W połowie stycznia Tadeusz Ferenc zakomunikował: – Nie będziemy już czekać na inwestycje Resovii. Postanowiliśmy, że sami wybudujemy nowoczesne, kryte lodowisko.
Ma powstać w okolicy ul. Granicznej i Zielonej. Hala, w której lodowisko się znajdzie, będzie wykorzystywana przez cały rok. Przez około sześć miesięcy w hali będzie działało lodowisko, a w pozostałej części roku hala ma być wielofunkcyjna. Jedna ze ścian będzie na lato odsłaniania, a całość będzie zasilana z ogniw fotowoltaicznych i instalacji solarnych. Koszt to około 7 mln zł.
Podkarpackie Centrum Lekkiej Atletyki w Rzeszowie
Na ostatniej nadzwyczajnej sesji rady miasta ratusz poszedł jeszcze dalej. Wiceprezydent Marek Ustrobiński poinformował, że miasto będzie inwestorem budowy Podkarpackiego Centrum Lekkiej Atletyki przy ul. Wyspiańskiego. Tak zadecydował prezydent Ferenc. Centrum ma kosztować około 30 mln zł. Połowę tej kwoty Podkarpacki Związek Lekkiej Atletyki ma obiecane z Ministerstwa Sportu, 25 proc. ma pochodzić z budżetu samorządu województwa, a kolejne 25 proc. miałoby wyłożyć miasto.

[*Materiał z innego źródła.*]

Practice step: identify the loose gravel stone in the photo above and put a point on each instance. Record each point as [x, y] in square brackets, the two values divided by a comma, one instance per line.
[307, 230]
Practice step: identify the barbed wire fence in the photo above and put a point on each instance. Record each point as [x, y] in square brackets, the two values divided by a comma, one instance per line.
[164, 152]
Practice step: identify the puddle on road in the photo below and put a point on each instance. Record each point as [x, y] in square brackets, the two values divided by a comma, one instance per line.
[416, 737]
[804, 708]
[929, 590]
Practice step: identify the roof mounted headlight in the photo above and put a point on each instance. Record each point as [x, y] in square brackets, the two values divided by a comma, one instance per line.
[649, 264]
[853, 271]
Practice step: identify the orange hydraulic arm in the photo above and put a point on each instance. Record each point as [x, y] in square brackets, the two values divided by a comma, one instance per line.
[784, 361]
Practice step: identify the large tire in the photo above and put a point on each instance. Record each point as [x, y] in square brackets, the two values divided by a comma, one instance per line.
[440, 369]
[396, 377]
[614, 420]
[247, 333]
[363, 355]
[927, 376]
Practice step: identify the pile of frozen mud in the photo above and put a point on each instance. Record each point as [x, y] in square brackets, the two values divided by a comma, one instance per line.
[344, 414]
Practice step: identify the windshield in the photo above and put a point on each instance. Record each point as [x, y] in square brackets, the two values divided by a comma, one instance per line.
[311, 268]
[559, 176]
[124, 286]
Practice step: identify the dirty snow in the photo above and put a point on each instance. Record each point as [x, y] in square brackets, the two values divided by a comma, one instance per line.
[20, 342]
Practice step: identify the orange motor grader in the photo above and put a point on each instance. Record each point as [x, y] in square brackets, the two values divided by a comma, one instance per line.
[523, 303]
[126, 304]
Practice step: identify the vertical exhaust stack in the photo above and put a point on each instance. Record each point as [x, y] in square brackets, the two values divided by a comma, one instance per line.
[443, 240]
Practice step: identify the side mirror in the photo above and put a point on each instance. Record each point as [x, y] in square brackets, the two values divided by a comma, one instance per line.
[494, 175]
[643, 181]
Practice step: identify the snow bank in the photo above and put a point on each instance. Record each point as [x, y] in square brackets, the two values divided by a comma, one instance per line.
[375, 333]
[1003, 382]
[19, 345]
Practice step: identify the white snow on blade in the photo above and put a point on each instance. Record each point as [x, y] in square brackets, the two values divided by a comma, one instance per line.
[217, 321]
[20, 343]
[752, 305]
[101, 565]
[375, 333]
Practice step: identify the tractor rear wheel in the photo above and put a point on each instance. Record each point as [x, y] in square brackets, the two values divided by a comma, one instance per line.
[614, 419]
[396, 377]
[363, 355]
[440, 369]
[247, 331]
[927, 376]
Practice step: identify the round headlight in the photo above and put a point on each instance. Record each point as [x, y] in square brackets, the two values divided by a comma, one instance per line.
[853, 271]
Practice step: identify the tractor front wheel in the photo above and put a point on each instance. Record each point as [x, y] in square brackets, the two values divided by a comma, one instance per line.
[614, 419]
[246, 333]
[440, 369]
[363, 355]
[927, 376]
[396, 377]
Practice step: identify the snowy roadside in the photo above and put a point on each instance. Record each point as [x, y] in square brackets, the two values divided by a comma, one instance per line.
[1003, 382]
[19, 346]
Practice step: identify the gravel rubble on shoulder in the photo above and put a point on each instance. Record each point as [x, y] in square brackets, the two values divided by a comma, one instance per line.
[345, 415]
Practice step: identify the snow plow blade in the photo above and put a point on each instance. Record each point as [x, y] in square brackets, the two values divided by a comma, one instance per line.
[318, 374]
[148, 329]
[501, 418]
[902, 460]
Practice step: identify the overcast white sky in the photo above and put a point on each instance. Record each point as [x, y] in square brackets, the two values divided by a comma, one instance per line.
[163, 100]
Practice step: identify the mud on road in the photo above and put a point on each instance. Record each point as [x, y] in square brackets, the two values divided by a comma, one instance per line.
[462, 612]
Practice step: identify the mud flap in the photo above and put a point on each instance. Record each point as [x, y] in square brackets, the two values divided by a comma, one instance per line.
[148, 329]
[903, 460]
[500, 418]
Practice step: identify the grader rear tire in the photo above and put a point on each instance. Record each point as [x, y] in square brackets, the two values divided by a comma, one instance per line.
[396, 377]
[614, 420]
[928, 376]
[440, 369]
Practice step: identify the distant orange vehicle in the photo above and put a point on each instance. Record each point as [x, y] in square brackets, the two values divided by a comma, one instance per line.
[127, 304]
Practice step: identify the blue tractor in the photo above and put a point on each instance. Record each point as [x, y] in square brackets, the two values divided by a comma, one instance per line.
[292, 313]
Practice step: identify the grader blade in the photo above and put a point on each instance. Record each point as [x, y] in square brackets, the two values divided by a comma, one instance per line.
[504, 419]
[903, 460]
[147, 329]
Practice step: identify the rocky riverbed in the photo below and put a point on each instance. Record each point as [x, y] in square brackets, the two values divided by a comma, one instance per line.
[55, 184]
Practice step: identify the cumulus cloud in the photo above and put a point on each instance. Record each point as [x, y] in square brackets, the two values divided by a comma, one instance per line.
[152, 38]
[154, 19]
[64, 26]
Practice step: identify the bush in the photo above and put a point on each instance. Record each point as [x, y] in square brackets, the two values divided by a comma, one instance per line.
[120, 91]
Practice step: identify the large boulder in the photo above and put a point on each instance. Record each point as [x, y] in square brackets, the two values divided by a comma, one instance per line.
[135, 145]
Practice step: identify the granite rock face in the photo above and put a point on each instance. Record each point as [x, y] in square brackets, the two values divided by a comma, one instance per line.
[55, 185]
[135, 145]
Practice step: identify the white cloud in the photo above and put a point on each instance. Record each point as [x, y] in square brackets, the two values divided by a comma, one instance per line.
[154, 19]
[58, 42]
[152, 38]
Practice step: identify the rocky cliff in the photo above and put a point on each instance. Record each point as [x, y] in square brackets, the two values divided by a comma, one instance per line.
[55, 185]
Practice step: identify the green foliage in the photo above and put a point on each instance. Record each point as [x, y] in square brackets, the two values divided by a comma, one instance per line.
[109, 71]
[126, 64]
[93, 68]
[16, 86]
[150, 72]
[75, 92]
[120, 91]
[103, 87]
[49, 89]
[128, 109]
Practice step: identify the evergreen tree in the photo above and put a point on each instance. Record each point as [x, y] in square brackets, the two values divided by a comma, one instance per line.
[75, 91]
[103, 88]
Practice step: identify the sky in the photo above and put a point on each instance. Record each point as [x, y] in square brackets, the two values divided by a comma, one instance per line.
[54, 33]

Rzeszów jeszcze w tym roku ruszy z przebudową hali sportowej Podpromie. Przebudowywany jest zespół basenów ROSiR.
Oby tak dalej. I jeżeli prezydent Rzeszowa będzie działał na rzecz sportu z takim zaangażowaniem, uporem i konsekwencją jak w przypadku rozwoju infrastruktury miasta, to aż dech zapiera, kiedy próbuję sobie wyobrazić, że za kilka lat Rzeszów może być znowu jednym z najsilniejszych ośrodków sportu w Polsce. Tak jak to było w czasach, których młodzi rzeszowianie nie pamiętają. Oby oni dziś mogli być dumni z osiągnięć rzeszowskich sportowców tak jak my kiedyś w latach 70. czy 80. XX wieku.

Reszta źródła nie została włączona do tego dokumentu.